This repository contains a Python-based scraper bot that uses Selenium to automate the process of marking attendance on Talana, a platform for managing employee attendance. The bot automates check-ins and check-outs by interacting with the Talana web interface, simulating user actions for attendance logging.
Additionally, the bot integrates with AWS S3 for storing screenshots captured when errors occur during the attendance marking process. These screenshots serve as a valuable tool for troubleshooting and identifying issues. The bot also uses AWS SNS to send real-time alerts whenever an error happens, including the path to the S3 screenshot for further investigation and resolution.
To get started, clone the repository:
git clone https://github.com/cbecerrae/talana-scraper-bot.git
Once cloned, navigate to the repository folder and build the Docker image:
docker build . -t talana-scraper-bot
It is strongly recommended to run the scraper bot in a Docker container rather than directly with Python to ensure proper environment setup and avoid dependency issues.
Before running the bot, you need to create an .env
file and fill in the required values:
AWS_ACCESS_KEY_ID=
AWS_SECRET_ACCESS_KEY=
S3_BUCKET_NAME=
SNS_TOPIC_ARN=
AWS_REGION=
You will need the AWS credentials of an IAM user, an S3 bucket, and an SNS topic. The IAM user should have s3:PutObject
permission for the S3 bucket and sns:Publish
permission for the SNS topic. Don't forget to specify the AWS region where the S3 bucket and SNS topic were created.
To run the bot, use the following command with the appropriate flags for the --type
, --email
, and --password
:
docker run --rm --env-file .env talana-scraper-bot --type <'In' or 'Out'> --email <user email> --password <user password>
--type
: Specifies the attendance type ('In'
for check-in,'Out'
for check-out).--email
: Specifies the user email for login authentication.--password
: Specifies the user password for login authentication.

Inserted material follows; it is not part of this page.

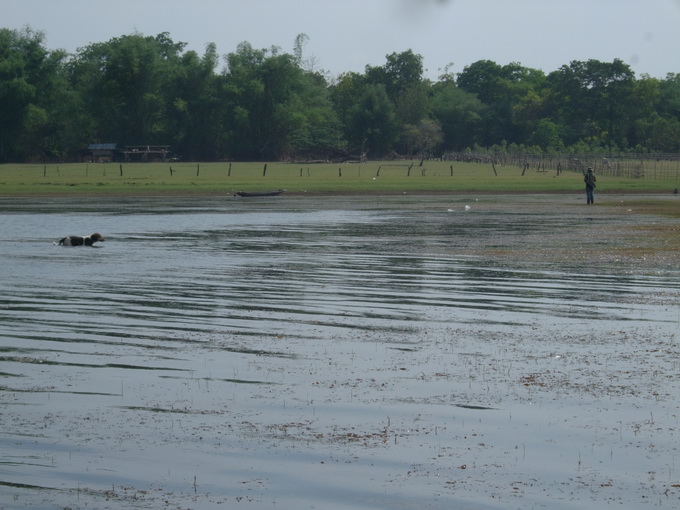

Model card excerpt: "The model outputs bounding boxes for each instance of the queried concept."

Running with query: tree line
[0,27,680,163]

Alternatively, you can download the latest container image directly from GitHub Packages and run the bot without needing to build it manually. Use the following commands to pull the latest Docker image:
docker login ghcr.io
docker pull ghcr.io/cbecerrae/talana-scraper-bot:latest
Then, proceed with running the bot starting from Step 3 by setting the necessary environment variables. This method can save time and ensure you are using the most up-to-date version of the bot.
In the .github/workflows/docker-build-and-push.yml
file, you'll find the "Build and Push Docker Image" workflow, which implements CI/CD for changes pushed to the main
branch, excluding updates to markdown files (.md
) or GitHub Actions files within .github/
. This workflow can also be triggered manually and has a concurrency limit of 1, with in-progress jobs being canceled if a new job is triggered.
The CI/CD pipeline consists of a build
job that builds the Docker image and stores it as an artifact. This artifact is then passed to the push-ghcr
and push-ecr
jobs. These jobs depend on the successful completion of the build
job. Once the build job finishes, the push jobs download the artifact, tag it as latest, log in to both the GitHub Container Registry and Amazon Elastic Container Registry (ECR), and push the image to these registries.
You can disable this workflow, but if you have forked this repository and want to use it, configure the following repository secrets in GitHub Secrets:
- AWS_ACCESS_KEY_ID: AWS access key.
- AWS_SECRET_ACCESS_KEY: AWS secret access key.
- ECR_REPOSITORY_URI: Amazon ECR repository URI.